What is a “good relationship”?
One in which two people are useful to each other.
Good relationships are so effective at fulfilling us because their usefulness is generative. If I pay for a massage, only the masseuse feels useful. But if I give Zac a big hug, both of our usefulness meters tick upward. We’re useful to each other.
Relationships are especially valuable because its uniqueness exceeds that of a bottle of Romanée-Conti. This is why I’d give all my money to get Zac back from a kidnapper. (Don’t get any ideas.)
The feeling of usefulness from good relationships lasts longer than that from income. You don’t even always have to do things to be useful in a good relationship.

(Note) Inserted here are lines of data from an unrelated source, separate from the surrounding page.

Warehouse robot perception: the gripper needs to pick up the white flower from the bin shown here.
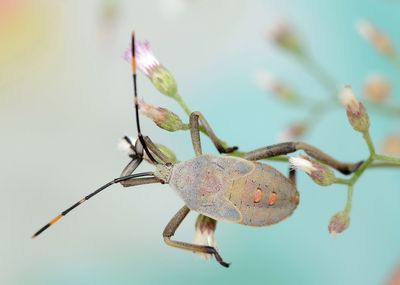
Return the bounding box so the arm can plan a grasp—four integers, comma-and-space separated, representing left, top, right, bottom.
289, 156, 336, 186
118, 137, 137, 155
289, 156, 317, 175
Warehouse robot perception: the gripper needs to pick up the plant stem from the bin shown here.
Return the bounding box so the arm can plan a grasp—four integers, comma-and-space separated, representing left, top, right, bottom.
375, 154, 400, 165
344, 186, 354, 214
363, 131, 375, 157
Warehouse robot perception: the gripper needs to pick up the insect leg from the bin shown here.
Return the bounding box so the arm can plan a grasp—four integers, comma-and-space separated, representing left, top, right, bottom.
189, 112, 238, 156
163, 206, 229, 267
120, 137, 168, 187
244, 142, 363, 174
289, 167, 296, 186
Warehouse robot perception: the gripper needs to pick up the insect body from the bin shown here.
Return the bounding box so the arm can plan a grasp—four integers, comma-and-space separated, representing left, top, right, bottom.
33, 32, 361, 267
162, 155, 299, 226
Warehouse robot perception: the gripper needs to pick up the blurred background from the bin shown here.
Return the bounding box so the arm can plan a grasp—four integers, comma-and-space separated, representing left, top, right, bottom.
0, 0, 400, 285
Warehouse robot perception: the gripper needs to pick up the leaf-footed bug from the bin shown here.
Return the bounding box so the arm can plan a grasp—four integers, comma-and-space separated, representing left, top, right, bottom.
33, 34, 361, 267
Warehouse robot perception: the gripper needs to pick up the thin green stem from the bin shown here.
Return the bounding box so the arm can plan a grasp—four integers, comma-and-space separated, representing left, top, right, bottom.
349, 156, 374, 186
375, 154, 400, 165
334, 177, 350, 185
363, 131, 375, 156
344, 185, 354, 214
368, 162, 400, 169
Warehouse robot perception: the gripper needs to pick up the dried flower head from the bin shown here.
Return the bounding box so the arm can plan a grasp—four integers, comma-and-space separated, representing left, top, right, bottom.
268, 21, 304, 56
328, 212, 350, 235
382, 134, 400, 156
339, 85, 369, 133
193, 214, 217, 260
139, 100, 187, 132
256, 71, 298, 103
289, 156, 336, 186
357, 20, 394, 56
364, 75, 391, 103
123, 41, 178, 97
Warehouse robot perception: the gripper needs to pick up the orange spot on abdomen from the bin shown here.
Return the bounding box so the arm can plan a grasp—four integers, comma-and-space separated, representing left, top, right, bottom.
268, 191, 277, 206
254, 188, 262, 203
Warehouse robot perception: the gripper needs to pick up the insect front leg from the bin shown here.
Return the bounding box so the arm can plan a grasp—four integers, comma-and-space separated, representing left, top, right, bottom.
189, 112, 238, 156
163, 206, 229, 267
244, 142, 363, 175
120, 137, 168, 187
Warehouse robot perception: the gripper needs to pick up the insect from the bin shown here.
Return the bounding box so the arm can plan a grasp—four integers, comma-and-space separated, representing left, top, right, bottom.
33, 31, 360, 267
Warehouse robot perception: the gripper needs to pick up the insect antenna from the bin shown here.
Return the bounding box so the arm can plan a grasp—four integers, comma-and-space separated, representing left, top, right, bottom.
32, 172, 155, 238
132, 32, 157, 164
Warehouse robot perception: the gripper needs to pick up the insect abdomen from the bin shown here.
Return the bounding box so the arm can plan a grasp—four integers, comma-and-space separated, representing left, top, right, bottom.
169, 155, 254, 222
226, 163, 299, 226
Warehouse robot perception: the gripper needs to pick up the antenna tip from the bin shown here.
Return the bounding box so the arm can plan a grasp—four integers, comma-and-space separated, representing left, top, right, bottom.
132, 31, 136, 74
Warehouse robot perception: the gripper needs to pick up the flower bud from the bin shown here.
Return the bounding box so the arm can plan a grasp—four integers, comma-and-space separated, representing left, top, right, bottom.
268, 22, 304, 56
364, 75, 390, 103
382, 134, 400, 156
357, 20, 395, 56
193, 214, 217, 260
123, 41, 178, 97
328, 212, 350, 235
149, 65, 178, 97
339, 85, 369, 133
139, 100, 188, 132
256, 72, 299, 103
289, 156, 336, 186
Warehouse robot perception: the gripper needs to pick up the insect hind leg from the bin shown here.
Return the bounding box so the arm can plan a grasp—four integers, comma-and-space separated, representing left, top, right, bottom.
163, 206, 229, 267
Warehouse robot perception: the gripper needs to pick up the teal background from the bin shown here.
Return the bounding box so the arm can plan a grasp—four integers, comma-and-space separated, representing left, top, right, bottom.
0, 0, 400, 285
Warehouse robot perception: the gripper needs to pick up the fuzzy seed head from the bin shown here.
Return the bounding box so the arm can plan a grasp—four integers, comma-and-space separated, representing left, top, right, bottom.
339, 85, 369, 133
289, 156, 336, 186
139, 99, 186, 132
122, 41, 160, 77
382, 134, 400, 156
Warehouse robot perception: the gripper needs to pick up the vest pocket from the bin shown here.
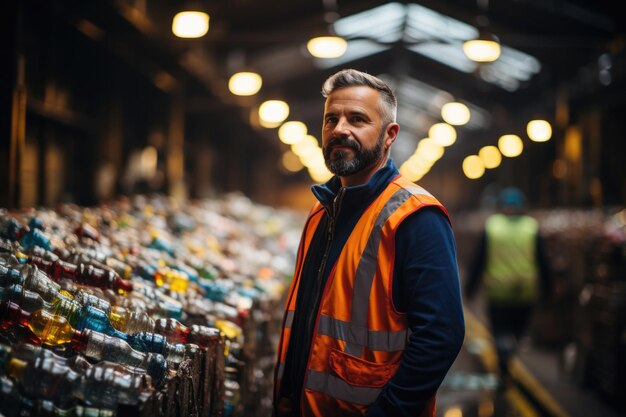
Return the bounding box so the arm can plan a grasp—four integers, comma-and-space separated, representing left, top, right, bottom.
330, 349, 399, 388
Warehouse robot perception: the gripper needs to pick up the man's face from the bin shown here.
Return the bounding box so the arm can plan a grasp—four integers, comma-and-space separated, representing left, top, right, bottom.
322, 87, 388, 177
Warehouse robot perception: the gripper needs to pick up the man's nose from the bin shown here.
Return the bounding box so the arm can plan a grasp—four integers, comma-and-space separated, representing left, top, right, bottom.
333, 117, 350, 137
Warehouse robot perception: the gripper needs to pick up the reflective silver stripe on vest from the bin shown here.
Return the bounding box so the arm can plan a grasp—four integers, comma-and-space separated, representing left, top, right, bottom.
306, 370, 381, 405
345, 188, 412, 357
317, 315, 407, 352
406, 187, 435, 198
285, 310, 295, 329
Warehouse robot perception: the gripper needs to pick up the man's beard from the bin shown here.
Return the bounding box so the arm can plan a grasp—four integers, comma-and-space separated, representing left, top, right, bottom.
324, 129, 385, 177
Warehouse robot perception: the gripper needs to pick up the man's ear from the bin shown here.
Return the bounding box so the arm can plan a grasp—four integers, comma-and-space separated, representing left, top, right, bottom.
385, 123, 400, 149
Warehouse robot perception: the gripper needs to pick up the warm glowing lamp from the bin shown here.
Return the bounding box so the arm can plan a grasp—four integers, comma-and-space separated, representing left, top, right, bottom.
463, 155, 485, 180
463, 32, 501, 62
172, 11, 209, 38
478, 145, 502, 169
441, 102, 470, 126
228, 72, 263, 96
259, 100, 289, 126
428, 123, 456, 146
416, 138, 444, 162
498, 135, 524, 158
526, 120, 552, 142
278, 121, 307, 145
291, 135, 321, 159
282, 151, 304, 172
306, 36, 348, 58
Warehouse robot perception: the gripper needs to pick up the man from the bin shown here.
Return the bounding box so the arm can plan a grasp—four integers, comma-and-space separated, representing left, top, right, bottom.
465, 187, 551, 384
274, 69, 465, 417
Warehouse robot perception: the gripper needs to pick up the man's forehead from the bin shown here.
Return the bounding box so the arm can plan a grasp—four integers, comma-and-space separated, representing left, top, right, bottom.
324, 86, 379, 111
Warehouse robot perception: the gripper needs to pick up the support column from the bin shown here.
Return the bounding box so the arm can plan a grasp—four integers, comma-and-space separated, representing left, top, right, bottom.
166, 91, 187, 202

Simply knowing you’ve got each other’s back is useful in its own right. And being the recipient of the others’ usefulness works, too. Asking a friend for help (the right way) gives them the opportunity to be useful, which makes you useful, and strengthens your useful relationship.
The upshot of all this?
Once your basic needs are met, if your life is full of good relationships, income becomes irrelevant to fulfillment.
Empty-feeling retirees, start-up exitees, and inheritees miss this point.
So did I. “Feel-goody nonsense from a low-income loser,” is what my 28-year-old self would say to all this.

The Good Life: Simple to Grasp, Hard to Embrace
I’d suggest that 28-year-old me read The Good Life by Robert Waldinger and Marc Schulz. They’re the directors of the Harvard Study of Adult Development, the longest scientific study of happiness ever conducted.
Since 1938, the study has followed, surveyed, and measured the lives of hundreds of young Bostonian men and their offspring.
Waldinger and Schulz spill the beans in Chapter 1:
If we had to take all eighty-four years of the Harvard Study and boil it down to a single principle for living, one life investment that is supported by similar findings across a wide variety of other studies, it would be this: Good relationships keep us healthier and happier. Period.
“Ok,” snarky 28-year-old Chris would say, “If the answer’s so simple, why’d they have to write a whole book about it?”
Because we refuse to accept it! We’re stuck on the idea that we need a steady stream of strangers’ money and admiration to prove our usefulness and feel fulfilled.
As Waldinger and Schulz write, “We tend to think we know what makes us feel fulfilled, what is good for us, and what is bad for us.” But “one hard truth that we would all do well to accept is that people are terrible at knowing what is good for them.”
“Common sense in this area of life is not so sensible.”
Now go back to imagining you’re Salvator Mundi locked away in some ultra-secure storage room.
Three people come in. They don’t look happy.
You overhear the bad news in their conversation: New AI technology has determined you’re not da Vinci’s. Some guy named Luigi snuck into Leonardo’s studio one day and made you.
Your worth has cratered to single-digit millions. Ouch. The Saudi prince who owned you hawked you off to some businesswoman in Kamloops, British Columbia.
That day turns out to be the best in your life. Better than the day you sold for $450.3 million.
This businesswoman thinks you’re the most fabulous painting in the world. You make her day every time she looks at you. And she shows you off to all her friends who come over.
Life is great. You’re doing what you were made to do. And you’re being uniquely useful to people who care about you, and vice versa.